OK. Let’s get it out of the way early.
My latest full force draft is coming to https://t.co/usZ5n06pJk right away! What should we test in #MTGHOU next week?
— Ilyon (@IlyonMTG) July 13, 2017
But Blue-Green Ramp won the vote! What gives? Are you just a scam artist? Why do you have a Patreon with less than 300 Youtube subs?! ARE YOU A HACK FRAUD?!!
Yes, yes. All of this is true, I admit. Listen – On Full Force, I shy away from decks that are built around rares because the feasibility of opening that specific rare makes it impossible to reliably make the deck. So when I see a value train like Fraying Sanity come by, you better believe I have to hop on!
(Fraying Sanity value train pictured above)
So without further ado, let’s check out some Fraying Sanity!
That went about as well as expected. The draft was an absolute disaster, from start to finish… And I loved having my opponent scoop to the Sanity that one time. As you would think, the deck couldn’t close out games and Fraying Sanity was not a particularly useful card, but it was a ton of fun to make the attempt.

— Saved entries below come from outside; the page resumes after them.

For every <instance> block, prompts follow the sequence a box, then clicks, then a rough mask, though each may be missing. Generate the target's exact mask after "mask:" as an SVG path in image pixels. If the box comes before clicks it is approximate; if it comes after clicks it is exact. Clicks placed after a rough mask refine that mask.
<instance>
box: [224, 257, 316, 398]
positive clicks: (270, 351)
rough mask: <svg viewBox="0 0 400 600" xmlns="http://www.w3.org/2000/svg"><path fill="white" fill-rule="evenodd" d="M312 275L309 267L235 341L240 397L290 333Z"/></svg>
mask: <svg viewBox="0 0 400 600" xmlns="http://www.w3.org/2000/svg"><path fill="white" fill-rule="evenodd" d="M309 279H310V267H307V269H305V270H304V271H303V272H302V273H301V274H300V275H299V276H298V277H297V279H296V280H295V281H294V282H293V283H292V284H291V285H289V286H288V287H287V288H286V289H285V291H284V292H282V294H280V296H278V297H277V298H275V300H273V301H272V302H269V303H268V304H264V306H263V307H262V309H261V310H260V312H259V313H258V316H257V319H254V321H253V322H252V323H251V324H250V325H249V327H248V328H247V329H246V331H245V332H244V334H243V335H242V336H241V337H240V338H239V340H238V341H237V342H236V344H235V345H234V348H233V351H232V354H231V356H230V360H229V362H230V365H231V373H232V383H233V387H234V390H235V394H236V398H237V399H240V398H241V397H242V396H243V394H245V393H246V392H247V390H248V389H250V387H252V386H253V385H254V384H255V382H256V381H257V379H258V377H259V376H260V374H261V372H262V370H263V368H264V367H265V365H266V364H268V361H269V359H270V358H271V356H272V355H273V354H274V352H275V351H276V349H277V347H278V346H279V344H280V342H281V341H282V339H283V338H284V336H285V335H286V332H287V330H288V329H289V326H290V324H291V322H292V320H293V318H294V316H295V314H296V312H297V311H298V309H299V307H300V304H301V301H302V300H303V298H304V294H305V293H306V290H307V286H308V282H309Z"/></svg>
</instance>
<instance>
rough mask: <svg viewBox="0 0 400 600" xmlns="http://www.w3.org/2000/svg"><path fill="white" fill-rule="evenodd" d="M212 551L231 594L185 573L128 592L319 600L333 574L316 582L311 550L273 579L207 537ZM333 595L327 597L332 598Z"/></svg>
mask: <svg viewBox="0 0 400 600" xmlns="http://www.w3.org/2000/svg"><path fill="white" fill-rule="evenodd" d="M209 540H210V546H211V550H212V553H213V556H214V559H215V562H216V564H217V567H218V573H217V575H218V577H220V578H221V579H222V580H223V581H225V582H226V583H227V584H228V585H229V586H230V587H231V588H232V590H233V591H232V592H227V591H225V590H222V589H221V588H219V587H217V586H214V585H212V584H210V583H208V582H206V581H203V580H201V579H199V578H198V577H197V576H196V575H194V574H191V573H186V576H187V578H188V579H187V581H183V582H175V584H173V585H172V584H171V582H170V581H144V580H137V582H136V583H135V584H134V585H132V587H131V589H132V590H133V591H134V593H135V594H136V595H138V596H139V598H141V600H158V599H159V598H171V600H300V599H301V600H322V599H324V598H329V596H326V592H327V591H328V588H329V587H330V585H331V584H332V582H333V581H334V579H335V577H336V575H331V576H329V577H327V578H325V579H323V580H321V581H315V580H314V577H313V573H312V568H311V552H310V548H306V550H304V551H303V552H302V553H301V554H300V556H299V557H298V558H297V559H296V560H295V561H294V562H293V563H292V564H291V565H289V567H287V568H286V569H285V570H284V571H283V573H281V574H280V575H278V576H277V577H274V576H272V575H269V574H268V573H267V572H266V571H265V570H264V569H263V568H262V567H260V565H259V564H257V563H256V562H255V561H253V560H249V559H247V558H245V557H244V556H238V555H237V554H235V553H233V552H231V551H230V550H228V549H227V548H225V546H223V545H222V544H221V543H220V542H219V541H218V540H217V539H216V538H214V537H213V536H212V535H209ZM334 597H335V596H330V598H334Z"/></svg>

Despite Fraying Sanity being the steaming hot garbage we all thought it was, trying to draft around it made me wonder about the viability of an actual mill deck, that doesn’t even care about Fraying Sanity. Maybe this is just the fever dream of a drafting madman, but so far Hour of Devastation is fast – but not as fast as Amonkhet was and with Seer of the Last Tomorrow being at common, it is possible (although not likely) that a control deck could want to pick up 3-4 copies to have an alternate mill win condition
Every time I was losing in this draft, I was thinking that if I just had a Seer, I’d actually have had a fighting chance – and it makes sense when you think about it; The Seer has great stats for slowing the game down, shutting off a lot of aggressive creatures with its 4 toughness and on top of that, three cards a turn is the real deal when you only have to get through a 40 card deck. Add on that with Eternalize and Embalm, you can take advantage of the discard downside and it’s something I’m willing to try. I won’t be trying it next week, since I have a Blue-Green Ramp deck to make up for you, but I’ll absolutely be brewing some more controlling archetypes to fit this in.
Oh… And in those mill decks I’d like to try? I won’t even consider Fraying Sanity. It is exactly as awful as it seems, even in that deck. It simply requires too many other mill cards and not enough exist in the format to support it.